I felt relaxed and happy.

Food tasted so rich and wonderful. I was satisfied with so little.

Since then, I got around to reading Dr. Longo’s book. I will try another DIY FMD in a few weeks, and get it more correct. I will tell you all about it after I’ve done it.

Fasting and restricting here and there is fun. It makes you appreciate eating. It’s always nice to set a target and try to reach it. You learn a lot along the way.

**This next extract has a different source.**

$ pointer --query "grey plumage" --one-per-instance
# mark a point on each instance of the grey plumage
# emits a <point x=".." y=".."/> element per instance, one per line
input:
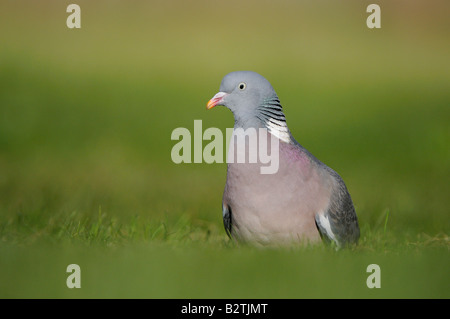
<point x="303" y="201"/>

Too much fasting or chronic calorie restricting may give you an eating disorder, as you might activate a strong sense of starvation in your body and get uncontrollable hunger. So don’t overdo it. Anorexics are very stressed out people and no fun to be around. Neither are food nazis. Do take good care of yourself and don’t go to extremes. In the rest of my life, I find regular, consistently-sized three meals per day and maybe one snack if I really really need it to be as complicated as eating needs to get.

I eat everything except what tends to bother my stomach: sugar alcohols (they end in -ol), coconut fat, cashews, avocados, asparagus. I love love love gluten and dairy. Coconut is just about the worst.

Take care of yourself from a place of love and compassion, not perfectionism. Do it because you deserve better health. You do!

Many of us with chronic illness grapple with self-hate as our bodies torture us into wishing we were dead. Be kind to yourself, always, always, always. Your life is already unfairly difficult.

Don’t be a dummy. If you are on medication or have medical conditions, figure out what your risks are and get advice before you try fasting, especially if you are diabetic. Fasting heals the pancreas swiftly and you will need to monitor and change your diabetic medication as you go through your fast.

Burning your own fat uses up electrolytes, so you’ll need extra salt and maybe some potassium.

Yes, I continued with my intramuscular Vitamin C shots every day of my fast.